Hasr Suresinin dokuzuncu  ayetinde sözü edilen daha önce  Medine’yi yurt edinmiş olanlardan maksat Ensar' dir. Ibn Kesîr' in de belirttiği gibi bu ayette Yüce Rabbimiz Ensarı  övüyor, onların faziletlerini, şereflerini,cömertliklerini, kıskanç olmadıklarını, muhtaç olmalarına rağmen kardeşlerini  kendilerine tercih ettiklerini belirtiyor. Ensar, Arapça bir kelime olup anlamı; yardımcılar, yardim edenler demektir. Medineli Müslümanlara, Mekke den yurtlarına hicret eden Hz. Peygamber ve ashabını evlerine alıp barındırdıkları ve her türlü yardimi yaptıkları için bu isim verilmiştir.

Medine ye daha önce yerleşmiş olan bu kimseler, daha sonra Mekke’den yurtlarına  hicret eden Hz. Peygamber ve ashabına kucaklarını açmışlar, onları bağırlara basmışlar, onların her türlü yardımlarına koş-muşlar, bu uğurda üstün fedakârlık sergilemişler, kardeşlik ve dostluğun

en güzel örneklerini vermişler, hatta mallarına ortak yapmışlardır. Onlara karşı  gönüllerinde hiçbir kıskançlık, çekememezlik  duymamışlar, kıskançlık şöyle dursun, yeme içme  ve diğer hususlarda onları hep kendilerine tercih etmişler, kendilerinden önde tutmuşlardır. Yüce Rabbimiz de bütün

insanlar okusunlar da örnek alsınlar, ibret alsınlar diye, onların bu güzel

tutum ve davranışlarını mukaddes kitabımız  Kur'an-ı  Kerim'de ebedileştirmiştir.

Enes b.

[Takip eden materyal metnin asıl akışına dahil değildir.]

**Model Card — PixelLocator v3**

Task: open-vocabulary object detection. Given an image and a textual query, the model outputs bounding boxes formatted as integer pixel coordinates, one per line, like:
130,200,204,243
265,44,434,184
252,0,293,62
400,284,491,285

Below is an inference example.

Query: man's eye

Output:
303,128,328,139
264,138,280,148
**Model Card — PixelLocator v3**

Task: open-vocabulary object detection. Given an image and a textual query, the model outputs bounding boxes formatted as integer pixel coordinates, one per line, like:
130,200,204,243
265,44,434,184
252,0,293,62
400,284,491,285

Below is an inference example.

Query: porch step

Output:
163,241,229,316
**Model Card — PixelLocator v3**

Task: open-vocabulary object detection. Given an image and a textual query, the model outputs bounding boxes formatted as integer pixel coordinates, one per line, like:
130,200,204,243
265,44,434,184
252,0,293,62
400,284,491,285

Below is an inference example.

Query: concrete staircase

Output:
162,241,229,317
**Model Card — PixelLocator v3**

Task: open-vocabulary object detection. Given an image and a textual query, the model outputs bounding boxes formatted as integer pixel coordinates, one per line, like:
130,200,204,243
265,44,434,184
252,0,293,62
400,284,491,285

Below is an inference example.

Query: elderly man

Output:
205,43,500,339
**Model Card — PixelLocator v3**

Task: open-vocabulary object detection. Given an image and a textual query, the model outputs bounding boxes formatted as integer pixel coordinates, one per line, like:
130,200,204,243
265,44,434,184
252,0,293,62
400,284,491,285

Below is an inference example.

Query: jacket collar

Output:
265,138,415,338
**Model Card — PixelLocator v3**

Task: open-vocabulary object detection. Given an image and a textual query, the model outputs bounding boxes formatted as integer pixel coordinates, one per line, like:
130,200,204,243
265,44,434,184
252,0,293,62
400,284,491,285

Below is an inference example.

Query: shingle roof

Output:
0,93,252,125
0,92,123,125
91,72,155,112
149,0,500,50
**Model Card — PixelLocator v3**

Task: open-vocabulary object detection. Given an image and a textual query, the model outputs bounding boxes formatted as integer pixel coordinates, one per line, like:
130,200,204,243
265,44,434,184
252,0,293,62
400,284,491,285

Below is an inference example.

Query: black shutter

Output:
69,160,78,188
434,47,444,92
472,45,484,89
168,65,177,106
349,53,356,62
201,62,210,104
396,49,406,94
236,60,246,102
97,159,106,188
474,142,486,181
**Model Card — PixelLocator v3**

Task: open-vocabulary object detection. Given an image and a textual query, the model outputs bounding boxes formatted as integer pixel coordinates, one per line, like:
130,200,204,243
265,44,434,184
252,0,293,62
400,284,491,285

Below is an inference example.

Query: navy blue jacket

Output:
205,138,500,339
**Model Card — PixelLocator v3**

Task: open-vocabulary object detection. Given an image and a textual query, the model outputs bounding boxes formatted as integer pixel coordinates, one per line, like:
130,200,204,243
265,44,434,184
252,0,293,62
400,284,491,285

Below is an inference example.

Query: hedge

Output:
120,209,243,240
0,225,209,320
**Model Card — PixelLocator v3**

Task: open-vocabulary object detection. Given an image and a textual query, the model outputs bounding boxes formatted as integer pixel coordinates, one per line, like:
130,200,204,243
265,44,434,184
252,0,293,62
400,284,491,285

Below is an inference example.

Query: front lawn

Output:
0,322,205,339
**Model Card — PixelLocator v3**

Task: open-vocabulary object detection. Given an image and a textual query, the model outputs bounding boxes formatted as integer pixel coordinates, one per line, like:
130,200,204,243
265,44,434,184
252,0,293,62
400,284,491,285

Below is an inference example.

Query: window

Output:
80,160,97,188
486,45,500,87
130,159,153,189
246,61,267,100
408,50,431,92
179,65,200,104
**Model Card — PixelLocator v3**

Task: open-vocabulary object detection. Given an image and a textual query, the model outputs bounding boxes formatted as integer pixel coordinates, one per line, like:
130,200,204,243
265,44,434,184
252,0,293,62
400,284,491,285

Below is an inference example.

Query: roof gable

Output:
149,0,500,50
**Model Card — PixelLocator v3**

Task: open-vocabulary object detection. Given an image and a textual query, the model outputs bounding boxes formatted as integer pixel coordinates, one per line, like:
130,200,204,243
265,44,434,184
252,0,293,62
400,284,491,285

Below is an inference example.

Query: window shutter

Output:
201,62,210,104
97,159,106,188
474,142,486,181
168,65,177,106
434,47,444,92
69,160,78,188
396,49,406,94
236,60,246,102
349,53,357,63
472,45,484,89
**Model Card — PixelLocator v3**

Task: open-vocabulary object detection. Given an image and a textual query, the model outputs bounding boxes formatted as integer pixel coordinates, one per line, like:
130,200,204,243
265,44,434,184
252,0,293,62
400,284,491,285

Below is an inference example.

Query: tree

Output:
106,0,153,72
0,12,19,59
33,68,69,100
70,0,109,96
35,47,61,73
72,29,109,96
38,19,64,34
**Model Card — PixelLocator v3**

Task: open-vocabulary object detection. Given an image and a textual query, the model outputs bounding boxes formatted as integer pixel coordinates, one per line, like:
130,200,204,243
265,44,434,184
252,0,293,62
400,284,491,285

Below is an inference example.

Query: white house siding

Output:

Malik diyor ki: "Resulullah (s.a.v.) Medine ye gelince  muhacirler yanına gelip şöyle  dediler: “Ey Allah’ın Resulü, biz, gelip yanlarına yerleştiğimiz bu kavimden, çok olan malından daha çok harcayan ve az olan malından daha güzel yardim eden bir topluluk görmedik. Bunlar bizim masraflarımızı üstlendiler. Kolayca elde ettikleri mallara bizi ortak ettiler. Öyle ki bizler, onların, bütün sevapları tek başlarına alacaklarından korkar olduk."Bunun üzerine Resulullah (s.a.v.): "Hayır, siz onlar hayırla andığınız ve onlar için Allaha dua ettiginiz müddetçe mutlaka size de ecir ve sevap verilir."   buyurdu.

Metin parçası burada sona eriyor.